Behind the Traffic decision there is an interest in renewing a rule that dates back to 1995 and that is so complex that it does not encourage Spaniards to start the procedures to be able to keep the car as a vehicle of historical interest. The DGT does not agree that Spain only has 48,000 cars classified as historic compared to the calculations of the body itself, which estimates that there are some 150,000 vehicles more likely to become so.

Compared to other countries, the figures that Spain presents in this regard are also derisory. In Germany, 600,000 vehicles are classified as historic and in the United Kingdom the figure rises to 1.5 million copies.

Traffic intends with the reform of the regulations to avoid the loss or departure of historic vehicles outside the national territory and to establish a regulation similar to that currently in place in other countries of the European Union. The new regulation will also regulate the possibility of driving historic vehicles on urban roads where circulation restrictions are established for environmental reasons, in order to "facilitate their use and, consequently, their conservation," according to De las Alas.

The new Regulation will introduce two different procedures to classify a car as historic. Two groups will be established based on their origin.

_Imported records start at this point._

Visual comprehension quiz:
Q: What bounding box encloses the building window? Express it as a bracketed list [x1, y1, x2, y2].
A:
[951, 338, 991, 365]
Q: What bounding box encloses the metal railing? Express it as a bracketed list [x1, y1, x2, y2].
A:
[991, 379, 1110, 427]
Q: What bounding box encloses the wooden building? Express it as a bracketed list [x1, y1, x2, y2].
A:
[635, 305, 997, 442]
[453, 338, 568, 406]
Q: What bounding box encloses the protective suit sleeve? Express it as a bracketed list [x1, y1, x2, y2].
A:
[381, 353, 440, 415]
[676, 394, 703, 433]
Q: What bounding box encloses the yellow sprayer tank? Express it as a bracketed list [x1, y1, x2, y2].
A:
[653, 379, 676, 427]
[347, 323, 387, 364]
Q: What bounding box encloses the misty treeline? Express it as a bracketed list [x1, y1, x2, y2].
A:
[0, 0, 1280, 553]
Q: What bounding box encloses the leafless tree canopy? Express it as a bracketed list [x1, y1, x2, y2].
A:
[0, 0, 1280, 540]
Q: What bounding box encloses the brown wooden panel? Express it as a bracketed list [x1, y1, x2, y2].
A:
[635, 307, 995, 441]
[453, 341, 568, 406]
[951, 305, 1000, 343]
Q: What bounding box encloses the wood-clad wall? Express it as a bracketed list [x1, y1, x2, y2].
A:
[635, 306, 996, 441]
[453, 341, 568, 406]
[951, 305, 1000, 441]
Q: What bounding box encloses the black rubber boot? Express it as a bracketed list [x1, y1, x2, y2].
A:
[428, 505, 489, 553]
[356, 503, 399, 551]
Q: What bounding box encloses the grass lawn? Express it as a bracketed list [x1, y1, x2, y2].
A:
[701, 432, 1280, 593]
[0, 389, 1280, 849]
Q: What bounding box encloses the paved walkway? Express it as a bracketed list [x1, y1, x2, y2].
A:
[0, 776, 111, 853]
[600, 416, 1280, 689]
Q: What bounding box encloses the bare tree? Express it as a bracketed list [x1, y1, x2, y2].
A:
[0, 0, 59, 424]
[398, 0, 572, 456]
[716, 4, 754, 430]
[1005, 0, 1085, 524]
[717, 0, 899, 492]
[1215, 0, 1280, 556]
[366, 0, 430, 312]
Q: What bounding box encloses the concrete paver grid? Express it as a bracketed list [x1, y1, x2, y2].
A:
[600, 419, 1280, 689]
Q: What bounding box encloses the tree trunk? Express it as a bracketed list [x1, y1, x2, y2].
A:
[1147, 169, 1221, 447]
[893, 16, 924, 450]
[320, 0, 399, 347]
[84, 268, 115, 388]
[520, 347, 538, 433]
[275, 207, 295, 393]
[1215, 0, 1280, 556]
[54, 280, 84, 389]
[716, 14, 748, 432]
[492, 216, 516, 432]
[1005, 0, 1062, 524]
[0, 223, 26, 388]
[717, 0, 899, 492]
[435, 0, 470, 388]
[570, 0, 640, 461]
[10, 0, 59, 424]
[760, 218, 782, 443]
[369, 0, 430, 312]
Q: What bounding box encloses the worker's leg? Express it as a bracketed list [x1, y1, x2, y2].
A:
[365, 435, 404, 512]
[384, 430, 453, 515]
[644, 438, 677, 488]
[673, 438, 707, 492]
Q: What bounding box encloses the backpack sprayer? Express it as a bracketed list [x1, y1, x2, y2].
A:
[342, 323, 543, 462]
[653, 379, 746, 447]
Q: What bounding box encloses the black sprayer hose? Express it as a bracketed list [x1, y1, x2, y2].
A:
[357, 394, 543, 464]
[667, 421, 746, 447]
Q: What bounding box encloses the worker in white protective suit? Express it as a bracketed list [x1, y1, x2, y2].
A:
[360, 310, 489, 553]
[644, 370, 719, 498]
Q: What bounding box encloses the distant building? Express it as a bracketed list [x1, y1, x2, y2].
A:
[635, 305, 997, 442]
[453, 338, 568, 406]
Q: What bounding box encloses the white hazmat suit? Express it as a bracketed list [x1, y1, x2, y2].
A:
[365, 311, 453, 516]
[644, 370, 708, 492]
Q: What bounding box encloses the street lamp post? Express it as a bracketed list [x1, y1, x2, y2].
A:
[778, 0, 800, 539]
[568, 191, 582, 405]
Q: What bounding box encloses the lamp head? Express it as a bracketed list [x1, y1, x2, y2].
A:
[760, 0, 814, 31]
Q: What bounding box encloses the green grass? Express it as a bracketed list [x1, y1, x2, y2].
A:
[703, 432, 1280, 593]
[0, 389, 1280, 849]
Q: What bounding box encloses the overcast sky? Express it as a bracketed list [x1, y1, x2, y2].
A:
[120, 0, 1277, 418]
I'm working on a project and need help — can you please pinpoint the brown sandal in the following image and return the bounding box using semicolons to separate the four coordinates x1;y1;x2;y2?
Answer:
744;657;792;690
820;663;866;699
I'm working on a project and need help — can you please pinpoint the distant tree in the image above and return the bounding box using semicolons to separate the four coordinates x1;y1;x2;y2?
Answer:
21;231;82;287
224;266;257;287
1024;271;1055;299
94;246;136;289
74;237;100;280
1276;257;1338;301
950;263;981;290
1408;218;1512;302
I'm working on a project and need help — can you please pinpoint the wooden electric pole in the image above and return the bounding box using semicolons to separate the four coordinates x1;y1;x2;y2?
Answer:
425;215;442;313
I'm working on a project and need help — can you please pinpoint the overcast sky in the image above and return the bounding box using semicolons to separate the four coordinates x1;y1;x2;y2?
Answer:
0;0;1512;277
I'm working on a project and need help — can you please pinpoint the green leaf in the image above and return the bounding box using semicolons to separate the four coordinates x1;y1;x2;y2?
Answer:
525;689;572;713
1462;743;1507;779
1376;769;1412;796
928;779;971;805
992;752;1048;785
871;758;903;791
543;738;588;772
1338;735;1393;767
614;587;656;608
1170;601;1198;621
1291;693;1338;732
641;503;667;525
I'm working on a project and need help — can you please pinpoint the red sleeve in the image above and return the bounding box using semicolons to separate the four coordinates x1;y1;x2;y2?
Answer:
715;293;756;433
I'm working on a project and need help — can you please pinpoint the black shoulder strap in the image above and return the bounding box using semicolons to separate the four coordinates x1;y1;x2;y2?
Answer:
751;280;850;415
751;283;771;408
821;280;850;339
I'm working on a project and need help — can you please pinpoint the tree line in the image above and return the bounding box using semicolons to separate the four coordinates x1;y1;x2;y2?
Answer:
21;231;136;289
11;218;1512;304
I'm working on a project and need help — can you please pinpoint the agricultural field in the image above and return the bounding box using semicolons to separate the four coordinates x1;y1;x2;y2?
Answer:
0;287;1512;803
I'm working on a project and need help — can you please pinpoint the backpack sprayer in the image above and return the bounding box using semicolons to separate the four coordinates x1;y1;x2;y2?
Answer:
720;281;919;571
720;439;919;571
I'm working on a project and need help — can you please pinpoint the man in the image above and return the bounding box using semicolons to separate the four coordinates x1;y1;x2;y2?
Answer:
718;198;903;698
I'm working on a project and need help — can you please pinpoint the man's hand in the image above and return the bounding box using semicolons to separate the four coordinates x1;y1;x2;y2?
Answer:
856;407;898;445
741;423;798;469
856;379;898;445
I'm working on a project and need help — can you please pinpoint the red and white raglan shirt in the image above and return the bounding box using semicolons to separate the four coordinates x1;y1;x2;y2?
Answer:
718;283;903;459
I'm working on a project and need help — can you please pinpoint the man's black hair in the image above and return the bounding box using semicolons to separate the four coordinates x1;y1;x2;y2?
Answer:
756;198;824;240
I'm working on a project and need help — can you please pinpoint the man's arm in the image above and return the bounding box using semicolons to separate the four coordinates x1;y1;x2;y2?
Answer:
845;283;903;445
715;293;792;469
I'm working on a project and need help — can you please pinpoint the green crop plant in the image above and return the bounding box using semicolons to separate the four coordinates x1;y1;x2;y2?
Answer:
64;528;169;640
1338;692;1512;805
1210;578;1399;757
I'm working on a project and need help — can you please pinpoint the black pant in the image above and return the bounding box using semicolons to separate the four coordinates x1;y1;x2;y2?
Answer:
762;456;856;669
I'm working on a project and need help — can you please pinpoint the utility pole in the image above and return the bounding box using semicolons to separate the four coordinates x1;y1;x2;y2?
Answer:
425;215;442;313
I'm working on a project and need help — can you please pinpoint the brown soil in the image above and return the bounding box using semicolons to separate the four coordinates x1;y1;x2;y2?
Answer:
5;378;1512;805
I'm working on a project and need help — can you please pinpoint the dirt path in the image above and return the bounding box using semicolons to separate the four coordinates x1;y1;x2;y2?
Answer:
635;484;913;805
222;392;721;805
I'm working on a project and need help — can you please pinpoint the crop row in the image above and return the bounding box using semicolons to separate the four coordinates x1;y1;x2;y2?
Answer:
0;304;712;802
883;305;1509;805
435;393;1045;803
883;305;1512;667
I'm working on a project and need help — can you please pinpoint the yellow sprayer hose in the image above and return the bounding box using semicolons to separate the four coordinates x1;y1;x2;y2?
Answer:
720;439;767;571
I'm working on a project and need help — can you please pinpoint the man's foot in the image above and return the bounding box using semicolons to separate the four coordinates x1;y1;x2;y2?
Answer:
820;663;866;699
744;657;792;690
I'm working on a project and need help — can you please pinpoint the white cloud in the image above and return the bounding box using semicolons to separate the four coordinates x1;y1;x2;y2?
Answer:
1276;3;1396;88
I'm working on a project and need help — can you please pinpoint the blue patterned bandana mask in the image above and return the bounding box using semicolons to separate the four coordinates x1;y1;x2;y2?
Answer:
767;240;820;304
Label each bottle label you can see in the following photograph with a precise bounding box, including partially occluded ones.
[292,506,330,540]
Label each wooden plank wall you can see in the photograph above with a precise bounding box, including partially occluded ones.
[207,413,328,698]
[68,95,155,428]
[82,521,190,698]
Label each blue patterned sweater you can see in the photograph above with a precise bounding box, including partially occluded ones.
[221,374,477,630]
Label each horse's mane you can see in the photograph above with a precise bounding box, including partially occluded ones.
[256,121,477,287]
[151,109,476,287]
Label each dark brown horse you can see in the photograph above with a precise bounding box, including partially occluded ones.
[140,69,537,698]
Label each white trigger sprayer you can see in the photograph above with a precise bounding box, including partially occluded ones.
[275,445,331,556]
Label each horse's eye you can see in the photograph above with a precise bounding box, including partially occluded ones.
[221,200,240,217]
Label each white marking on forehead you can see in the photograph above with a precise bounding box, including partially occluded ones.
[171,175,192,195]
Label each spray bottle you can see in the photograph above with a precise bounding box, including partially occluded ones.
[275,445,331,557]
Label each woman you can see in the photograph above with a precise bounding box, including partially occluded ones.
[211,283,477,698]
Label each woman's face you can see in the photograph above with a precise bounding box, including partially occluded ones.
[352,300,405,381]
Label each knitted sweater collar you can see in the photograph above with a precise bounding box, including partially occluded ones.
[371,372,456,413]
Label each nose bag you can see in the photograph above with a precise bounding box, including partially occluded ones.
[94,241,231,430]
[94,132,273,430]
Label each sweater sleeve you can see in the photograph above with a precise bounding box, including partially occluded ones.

Vehicles registered in Spain will not have to have a specific license plate, but may keep the one they have due to its historical value. In this way, confusion will be avoided, since in some cases the cars kept both license plates -the original and the historical one- and, for example, some have been denounced for not having compulsory insurance, depending on the license plate that the agent noted. , and it did have it because it was attached to the other license plate.

Another novelty is that it will only be necessary to make a change of service, that is, go to the administration and ask that the car become "historical service" and that you want to keep the license plate. A new permit will be issued for these conditions and, in short, it will be a simple procedure that costs you just 28 euros. And when it is your turn to pass the ITV, the owner will report this change of service and a periodicity of revision will be imposed, always every more year than ordinary vehicles.

The procedures to classify imported vehicles that lack Spanish documentation or are semi-abandoned as historic will have to undergo an inspection to examine all their parts and verify their limitations. Then they will have to follow the rest of the procedures.